Ognuno ama a modo suo, anche se in questo mondo la libertà di amare è spesso condizionata da chi dall’alto del proprio trono vuole imporre dogmi e unilateralità. L’amore è un sentimento che non può essere etichettato, inquadrato, circoscritto, è emozionale e a volte anche razionale, il classico mitologico scontro tra dionisiaco e apollineo che anche a Monfalcone ha avuto il suo essere e divenire.
L’amore per una città però non è solo una questione di estetica. Certo, Jane Jacobs ha scritto che le strade e i marciapiedi costituiscono i più importanti luoghi pubblici di una città e i suoi organi più vitali. Specificando che “quando si pensa ad una città, la prima cosa che viene alla mente sono le sue strade: secondo che esse appaiano interessanti o insignificanti, anche la città appare tale”. Giusto. Ma è anche vero, come ha detto Italo Calvino, che “ogni città riceve la sua forma dal deserto a cui si oppone”.
A Monfalcone in questo decennio ha prevalso certamente l’amore per il materialismo, l’amore per l’estetica: i fiori, le piazze rifatte, le spiagge rinnovate, le nuove fontane. Nulla da eccepire.

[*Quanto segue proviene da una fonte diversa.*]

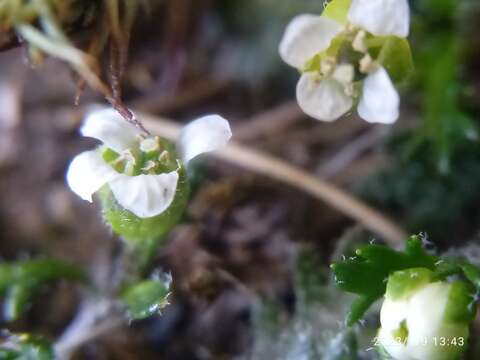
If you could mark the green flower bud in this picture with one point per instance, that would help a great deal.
(425, 319)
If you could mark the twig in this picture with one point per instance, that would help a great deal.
(280, 170)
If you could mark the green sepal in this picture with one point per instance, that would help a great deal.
(403, 283)
(461, 306)
(144, 234)
(366, 274)
(337, 10)
(21, 281)
(359, 308)
(26, 347)
(472, 273)
(396, 57)
(146, 298)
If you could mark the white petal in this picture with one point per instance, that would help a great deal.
(344, 73)
(425, 317)
(108, 126)
(381, 17)
(305, 36)
(323, 99)
(87, 173)
(380, 101)
(202, 135)
(145, 195)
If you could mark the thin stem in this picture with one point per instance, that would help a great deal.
(282, 171)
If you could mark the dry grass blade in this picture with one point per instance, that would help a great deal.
(282, 171)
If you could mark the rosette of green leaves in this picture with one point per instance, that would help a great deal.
(21, 281)
(366, 273)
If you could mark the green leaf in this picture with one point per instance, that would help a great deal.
(403, 283)
(26, 347)
(461, 307)
(396, 57)
(337, 10)
(472, 273)
(146, 298)
(21, 281)
(366, 274)
(359, 308)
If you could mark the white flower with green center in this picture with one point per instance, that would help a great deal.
(314, 44)
(423, 318)
(144, 173)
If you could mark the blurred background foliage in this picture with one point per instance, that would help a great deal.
(250, 260)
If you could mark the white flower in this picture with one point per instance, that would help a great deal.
(380, 101)
(319, 93)
(324, 99)
(381, 17)
(425, 320)
(142, 172)
(306, 36)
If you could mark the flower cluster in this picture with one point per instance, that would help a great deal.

Ma il deserto a cui si oppone questo amore ha plasmato la Monfalcone di oggi e sta definendo la città che verrà da cui non si può più tornar indietro e fuggire.
Questo amore che non ha saputo includere una componente della città ha provocato una discesa in campo di migliaia di stranieri per dire basta alle discriminazioni e rivendicare un sito dove poter pregare, cosa mai vista nella storia monfalconese, e ha alzato un muro che divide in due Monfalcone. Questo dualismo è evidente confrontando via Sant’Ambrogio e corso del Popolo. La via storica ha letteralmente perso la sua identità del primo Novecento, tra icone ridicole – come quella di D’Annunzio, espressione banale e superficiale della rivendicazione dell’italianità in una via che deve il suo fascino storico al passato veneziano e austroungarico – e un concentrato di attività multietniche senza alcuna varietà. Il corso invece, tra statue e installazioni artistiche, prova a illudere il popolo dell’esistenza di una forma di opposizione all’estinzione del commercio storico e tradizionale monfalconese, la cui causa principale è da imputarsi all’assedio di centri commerciali e al commercio online, non sicuramente all’onda islamica, che ha conquistato il centro cittadino e non solo le periferie come avviene comunemente nei processi immigratori.
Il futuro di Monfalcone non può che essere questo. I dati sono risaputi. La comunità straniera più numerosa è quella proveniente dal Bangladesh con il 55% di tutti gli stranieri presenti sul territorio, seguita dalla Romania (15%) e dalla Macedonia del Nord (4,5%). Gli stranieri residenti a Monfalcone al 1° gennaio 2024 sono 9.581, il 31,9% della popolazione residente; oltre 5 mila sono bengalesi. Come è noto, secondo le previsioni di Eurostat la popolazione dell’Unione Europea è destinata a diminuire nei prossimi decenni a causa del fenomeno dell’invecchiamento e senza gli stranieri l’Italia subirebbe il crollo maggiore della popolazione da qui al 2100.
In questo scenario Monfalcone sarebbe in controtendenza. Secondo le previsioni dell’Istat la città potrebbe avere 36 mila abitanti nel 2043, superando Gorizia che invece si attesterebbe sui 32 mila abitanti. Una previsione del genere deve fare i conti anche con le esigenze abitative, cui non si riuscirebbe oggi a dare risposta. Inoltre una crescita del genere significherebbe che in città la componente straniera sarà non solo la metà della popolazione, ma in alcune fasce di età si consoliderebbe come l’assoluta maggioranza.
Nessuno ha la formula magica per risolvere questa complicatissima situazione; l’unica certezza è che l’amore per la città non può più limitarsi solo all’estetica o a guardare solo a quella parte che nei prossimi vent’anni è destinata a diventare la minoranza a Monfalcone, ma deve saper includere tutte le sue componenti. L’esclusione porta all’emarginazione e l’emarginazione porta alla violenza, al degrado, ai ghetti, all’invivibilità, all’intolleranza e le basi oggi ci sono tutte.